The meteoric rise of Alex Baldock epitomises how retail is changing.

Although his father was a chairman of M&S, Baldock was formerly a banker. His first role in retail came when he was appointed chief executive of home shopping giant Shop Direct in 2012.

Five years later, the transformation he wrought there earned him the Clarity Retail Leader of the Year award at the Retail Week Awards.

Now, 12 months on, he is taking the helm at a high-profile public company as chief executive of Dixons Carphone.

At Shop Direct, Baldock reshaped the business to make it a pioneer in online retail.

Catalogues went out the window and personalisation was prioritised. The possibilities of new technology were exploited to the max, and the changes were reflected in rising sales and profits.

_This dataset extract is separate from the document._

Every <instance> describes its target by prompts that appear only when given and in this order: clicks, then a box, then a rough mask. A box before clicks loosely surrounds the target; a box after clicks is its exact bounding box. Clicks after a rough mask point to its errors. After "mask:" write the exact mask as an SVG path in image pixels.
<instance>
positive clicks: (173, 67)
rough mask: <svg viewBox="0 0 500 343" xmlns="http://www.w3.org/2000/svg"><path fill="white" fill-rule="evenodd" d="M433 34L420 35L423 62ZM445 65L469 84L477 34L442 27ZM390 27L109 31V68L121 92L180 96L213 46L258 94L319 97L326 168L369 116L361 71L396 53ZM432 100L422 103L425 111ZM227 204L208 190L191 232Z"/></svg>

The dramatic turnaround in Shop Direct’s fortunes and its trail-blazing adoption of technology were due in part to his ‘outsider’s’ eye.

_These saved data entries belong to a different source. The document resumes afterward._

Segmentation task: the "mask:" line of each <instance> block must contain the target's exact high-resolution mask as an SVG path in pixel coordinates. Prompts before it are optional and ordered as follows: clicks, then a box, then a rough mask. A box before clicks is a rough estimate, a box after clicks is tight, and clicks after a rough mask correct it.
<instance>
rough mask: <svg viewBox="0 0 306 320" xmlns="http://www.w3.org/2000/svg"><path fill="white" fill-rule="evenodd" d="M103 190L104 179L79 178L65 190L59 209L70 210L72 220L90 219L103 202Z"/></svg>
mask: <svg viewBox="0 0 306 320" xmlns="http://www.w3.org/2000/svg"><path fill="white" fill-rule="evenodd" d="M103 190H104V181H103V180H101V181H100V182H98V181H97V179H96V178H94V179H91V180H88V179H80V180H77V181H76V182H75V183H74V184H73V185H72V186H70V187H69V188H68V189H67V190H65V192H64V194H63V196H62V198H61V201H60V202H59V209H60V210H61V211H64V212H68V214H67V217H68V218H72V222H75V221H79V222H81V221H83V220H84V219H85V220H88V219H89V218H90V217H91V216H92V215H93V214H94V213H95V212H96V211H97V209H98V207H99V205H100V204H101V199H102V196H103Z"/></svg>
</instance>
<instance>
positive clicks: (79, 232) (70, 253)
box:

He looked beyond traditional retail as he reinvented Shop Direct, drawing upon industries such as banking and gaming for insight and pulling inspiration from businesses at the forefront of digital change.

“I’m nobody’s idea of a retail lifer, that’s true enough,” Baldock told Retail Week when he was interviewed about his award.

However, retail lifers would no doubt agree with his view of strong leadership: “Strategic clarity, relentless execution and the ability to get people to follow.”

While he was determined to drive dramatic change, it was thought through. “There were a series of bold decisions but they didn’t feel like gambles,” he said.

At Dixons Carphone, expect a similar relentless push to adapt to contemporary and future shoppers.

Time of change

Baldock joins at a time of change. Dixons and Carphone Warehouse were merged in 2014 on the promise of creating a business consummately positioned to equip customers for, and help them navigate, the digitally connected world.

For a while all went well, but the retailer has been thrown off course by changes in the mobile phone market – ironic, given how much of their lives people now live on their devices.

A profit warning and a share price in the doldrums are testament to the need for action, and the retailer has already pledged a “simpler, less capital-intensive” mobiles business.

Baldock will start with a blank piece of paper. Dixons Carphone, more than many retailers, was made in the image of its boss, the ever-ebullient Seb James who is now off to lead Boots.

“Baldock will bring no emotional or intellectual baggage to the role, but a cool detachment and a reliance on data”

Many of the team that built Dixons Carphone have already departed, or will also be leaving – finance boss Humphrey Singer, for instance, is heading to M&S.

Once a newcomer to etail, Baldock must now get to grips with multichannel retail.

He won’t have things easy, as others with an online background, such as Debenhams chief executive Sergio Bucher, have found when attempting to recast companies with a big bricks-and-mortar presence.

Baldock will bring no emotional or intellectual baggage to the role, but a cool detachment and a reliance on data.

As retail continues to adapt to the shifting landscape, expect more leaders like Baldock to emerge, who may not have trodden the traditional shopfloor-to-boardroom route.

Some will lament that change, but no one can ignore it.